Six fields and one decision. The fields, in order of how much they unblock the accounting.

  1. mechanism.clipping_norm. The L2 norm bound used for per-example clipping. Required to check the noise calibration.
  2. mechanism.gradient_normalization. The denominator used for noisy clipped-gradient sums. Required to check accounting against implementation under the Wang et al. critique.
  3. mechanism.sampling_rate. The per-step Poisson sampling rate. Derivable from expected_batch_size / total_sequence_count if the latter is published.
  4. accounting.accountant_version. Pinned version of google_dp_accounting. Required to reproduce the PLD numerics.
  5. subject.artifact_digest. Pinned HuggingFace revision hash. Required to bind probe results to immutable bytes.
  6. probe_surface.version_pinning. The same revision hash, used by the verifier to bind probe receipts.

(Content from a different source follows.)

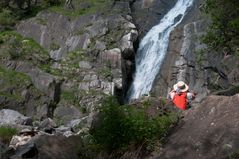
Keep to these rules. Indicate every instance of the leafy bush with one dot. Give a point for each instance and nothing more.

The decision: whether to pre-register an adversarial-extraction protocol alongside the discoverable-extraction one. If yes, an adversarial result like Diwan-Wang-Alabi’s becomes structurally adjudicable. If no, that disagreement stays as it is. Either is a defensible choice. The receipt should record it explicitly.

Does this validate the proposal?

The proposal’s first falsification test was: complete a real receipt against the schema for the first live DP-LLM release and confirm that the absence of a formal-audit-lower-bound protocol for external post-hoc auditing is itself useful disclosure.

Result: yes. The completed receipt produces useful disclosure in three independent ways.

It surfaces the six implementation-and-pinning fields VaultGemma’s technical report leaves unspecified, with structural reasons each matters.

It names the post-hoc external-auditing gap as a property of the field, not the publisher.

It reframes the VaultGemma vs. Diwan-Wang-Alabi dispute as a pre-registration failure rather than a methodological dispute.

The schema is tractable. The pre-registration mechanism is informative. The proposal’s first falsification test passes.

The pre-release operating point (Steinke one-run and Panda canary binding under publisher cooperation) is the second falsification test. It is feasible but requires running an actual DP-fine-tuning job with controlled audit-example inclusion. That is a follow-on exercise.